# heat will not trigger fan



## qkedarg (Feb 24, 2016)

I have very old rheum ugdg-12earjr furnace serial starts with CW with forced air, gas and ac. At one point we noticed out heating was intermittent. i don't know why, but when he came it didn't seem to be lighting. I called hvac guy who came, swapped out ignitor, charged me 400 bucks, then said that didn't fix it, and it must be my board. 700 dollars for a new one. and if that doesn't fix it 4k for a new furnace... and i won't get my money back. so i try the board myself. I'm not a HVAC guy, but more than capable of doing this. promise. 

so i look online, i think i find the right board. (90$) I've tried two boards so far. The icm 288 which is for rheem part 62-24048-82 and the protech part 62-24268-03.

Both work for everything with one exception. They do not turn the fan on when the heat turns on. Everything else works. Fan with ac and fan manual. But u can't even jumper the g to r if heat is on. It does not turn on when w is hot. There is no current on the g line when heat is on and u can't even turn on the manual fan w the thermostat. The heat overrides it and turns the fan off. The heat limit switch turns the gas off after about 20 seconds because the fan is not working. (by fan i mean the main air moving blower, the gas exhaust fan works as it should) 

It doesn't seem to be the thermostat because jumpers don't work. And it's not the setup - no fan prong connection on the board has 120 v at any point when heat is on. Except every now and then the fan turns on after the heat limit switch turns off the gas. this happens occasionally. I'm sure my problem is the board. But I have not idea what one to get...

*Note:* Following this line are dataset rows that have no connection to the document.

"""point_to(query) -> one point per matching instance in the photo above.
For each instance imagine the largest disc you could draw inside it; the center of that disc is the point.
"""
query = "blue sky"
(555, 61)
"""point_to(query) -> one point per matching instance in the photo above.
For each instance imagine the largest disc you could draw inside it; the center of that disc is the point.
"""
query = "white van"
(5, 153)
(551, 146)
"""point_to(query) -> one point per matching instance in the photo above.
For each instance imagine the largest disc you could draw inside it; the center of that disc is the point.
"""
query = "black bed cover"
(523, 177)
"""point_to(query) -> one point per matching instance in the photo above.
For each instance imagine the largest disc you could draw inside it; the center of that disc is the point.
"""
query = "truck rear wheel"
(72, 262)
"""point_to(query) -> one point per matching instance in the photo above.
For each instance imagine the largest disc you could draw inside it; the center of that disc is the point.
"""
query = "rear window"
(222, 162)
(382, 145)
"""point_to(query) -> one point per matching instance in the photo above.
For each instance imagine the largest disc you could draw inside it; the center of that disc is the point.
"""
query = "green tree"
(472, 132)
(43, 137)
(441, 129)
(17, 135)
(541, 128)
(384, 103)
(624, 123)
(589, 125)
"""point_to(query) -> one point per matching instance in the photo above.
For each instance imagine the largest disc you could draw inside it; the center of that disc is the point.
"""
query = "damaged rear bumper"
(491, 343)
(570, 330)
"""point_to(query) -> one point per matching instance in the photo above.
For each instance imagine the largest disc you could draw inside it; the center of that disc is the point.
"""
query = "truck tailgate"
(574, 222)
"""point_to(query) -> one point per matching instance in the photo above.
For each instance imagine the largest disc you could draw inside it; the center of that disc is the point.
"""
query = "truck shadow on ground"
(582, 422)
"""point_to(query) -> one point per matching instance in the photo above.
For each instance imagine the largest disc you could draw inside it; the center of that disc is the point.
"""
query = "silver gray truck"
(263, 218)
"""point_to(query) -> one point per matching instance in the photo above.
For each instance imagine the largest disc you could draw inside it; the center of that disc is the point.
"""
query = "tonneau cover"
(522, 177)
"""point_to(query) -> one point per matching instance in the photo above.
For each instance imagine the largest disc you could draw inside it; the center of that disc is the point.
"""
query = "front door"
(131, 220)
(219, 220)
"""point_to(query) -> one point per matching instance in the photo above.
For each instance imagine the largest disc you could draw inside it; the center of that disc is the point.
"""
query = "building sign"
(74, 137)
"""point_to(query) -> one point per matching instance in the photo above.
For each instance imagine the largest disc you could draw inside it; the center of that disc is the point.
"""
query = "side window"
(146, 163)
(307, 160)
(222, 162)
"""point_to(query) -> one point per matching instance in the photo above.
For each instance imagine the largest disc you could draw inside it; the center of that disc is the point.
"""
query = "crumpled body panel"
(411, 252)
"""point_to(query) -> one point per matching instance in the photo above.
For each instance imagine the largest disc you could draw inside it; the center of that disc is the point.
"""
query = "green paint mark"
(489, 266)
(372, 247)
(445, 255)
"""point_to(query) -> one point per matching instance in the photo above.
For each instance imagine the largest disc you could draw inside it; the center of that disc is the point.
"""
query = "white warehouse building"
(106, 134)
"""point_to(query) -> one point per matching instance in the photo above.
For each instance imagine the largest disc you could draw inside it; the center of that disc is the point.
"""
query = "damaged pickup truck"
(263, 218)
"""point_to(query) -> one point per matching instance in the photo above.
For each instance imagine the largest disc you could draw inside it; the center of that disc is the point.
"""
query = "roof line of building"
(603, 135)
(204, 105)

Interestingly, i have another furnace different model, but same year and brand. and when heat is on with it, i.e. w is hot, g is also hot. and it works fine. i even tried pro programing the nest to control the fan when heat is on, and this also does not work. the board clearly will not accept a g current when w is hot.


----------



## qkedarg (Feb 24, 2016)

After a little further eval it looks like the problem may be that the new board requires a flame sensor be wired in ... See if that works.


----------